Academic Editor: Peter Majewski

Copyright © 2012 A. Torres-Islas et al. This is an open access article distributed under the Creative Commons Attribution License, which permits unrestricted use, distribution, and reproduction in any medium, provided the original work is properly cited.

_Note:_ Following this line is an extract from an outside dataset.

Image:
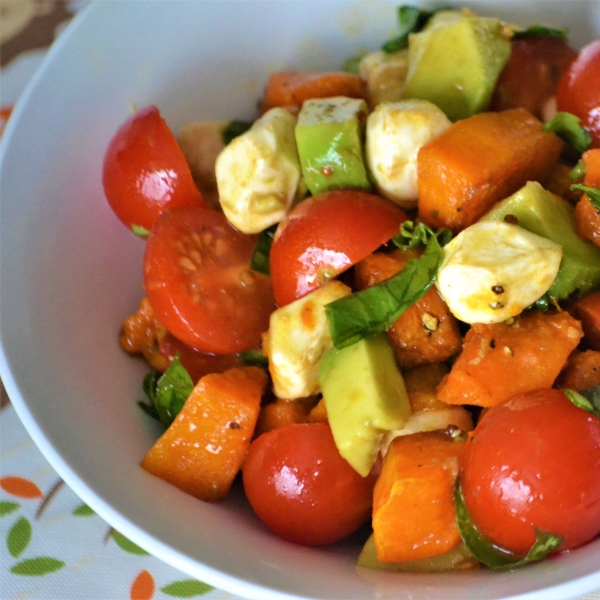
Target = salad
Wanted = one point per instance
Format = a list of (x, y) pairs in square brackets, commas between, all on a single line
[(380, 301)]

The corrosion behavior of the Fe40Al60 nanostructured intermetallic composition was studied using electrochemical impedance spectroscopy (EIS) and linear polarization resistance (LPR) techniques with an innovative electrochemical cell arrangement. The Fe40Al60 (% at) intermetallic composition was obtained by mechanical alloying using elemental powders of Fe (99.99%) and Al (99.99%). All electrochemical testing was carried out in Fe40Al60 particles that were in water with different pH values. Temperature and test time were also varied. The experimental data was analyzed as an indicator of the monitoring of the particle corrosion current density . Different oxide types that were formed at surface particle were found. These oxides promote two types of surface corrosion mechanisms: (i) diffusion and (ii) charge transfer mechanisms, which are a function of behavior of the solution, pH, temperature, and test time. The intermetallic was characterized before and after each test by transmission electron microscopy. Furthermore, the results show that at the surface particles uniform corrosion takes place. These results confirm that it is possible to sense the nanoparticle corrosion behavior by EIS and LPR conventional electrochemical techniques.